周小六:……她都不记得了,妈妈为什么要唤醒沉封的记忆?
周大六捂嘴咯咯笑,“妈妈,大六不玩尿。”
诗诗呵呵。
都是一个妈生的,乌鸦别笑小猪黑。
“嗯,你玩屎,同样是一岁生日那天,因为想第一时间穿上漂亮裙子你忍住便便,然后站着拉了。”
“黄黄的条条掉下去,你踩到,弹弹的,然后丑丑舅舅开音乐,你兴趣大发在屎上蹦跶,那一次,你的小屁股扭得最欢。”
都是她们自己送给自己最宝贵的生日礼物,呱呱全程拍摄下来,以后可以给她们的子孙后代乐呵。
周大六顿时不敢笑妹妹了。
啊啊啊,妈妈,那是一岁的事,我两岁了,要面子。
“爸爸,管管你媳妇的嘴。
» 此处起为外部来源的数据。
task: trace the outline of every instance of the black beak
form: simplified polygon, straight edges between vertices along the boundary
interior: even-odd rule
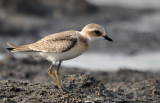
[[[105,35],[104,38],[105,38],[106,40],[108,40],[108,41],[113,42],[113,40],[112,40],[110,37],[108,37],[107,35]]]

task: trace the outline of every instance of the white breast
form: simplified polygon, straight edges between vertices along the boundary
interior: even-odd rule
[[[86,47],[84,47],[80,42],[78,42],[73,48],[66,52],[61,53],[51,53],[51,52],[39,52],[39,55],[42,58],[45,58],[51,62],[53,61],[62,61],[62,60],[68,60],[75,58],[79,55],[81,55],[83,52],[86,51]]]

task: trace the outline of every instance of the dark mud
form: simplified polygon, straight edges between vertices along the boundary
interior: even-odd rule
[[[47,74],[48,67],[48,62],[32,58],[9,56],[1,61],[0,102],[160,102],[160,73],[128,69],[93,72],[62,67],[64,93],[60,93]]]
”
丑丑和小师、囡囡捂着嘴偷笑,北北和多多第一次听,不可思议的张大嘴巴,显然也被雷到了。
都说两个侄女聪明,可是,怎么感觉她们并不是很聪明的样子?
谢临在前头开车,看着后座上两个绷着小脸的小家伙憋笑。
那段黑历史,他看一次笑一次。
两个小家伙遗传诗诗与众不同的属性,无厘头的想法是一个比一个清奇。
大六爱养生,跳舞最积极,做梦都要扭小屁股,从床头扭到床尾,掉下床是家常便饭。
从小就是丑丑的最佳伙伴,还不会走坐着也能颠出国标的快乐。
小六爱臭美,七八个月开始就逮着什么东西都往脸上抹,空间里她的房间藏得最多的就是雪花膏。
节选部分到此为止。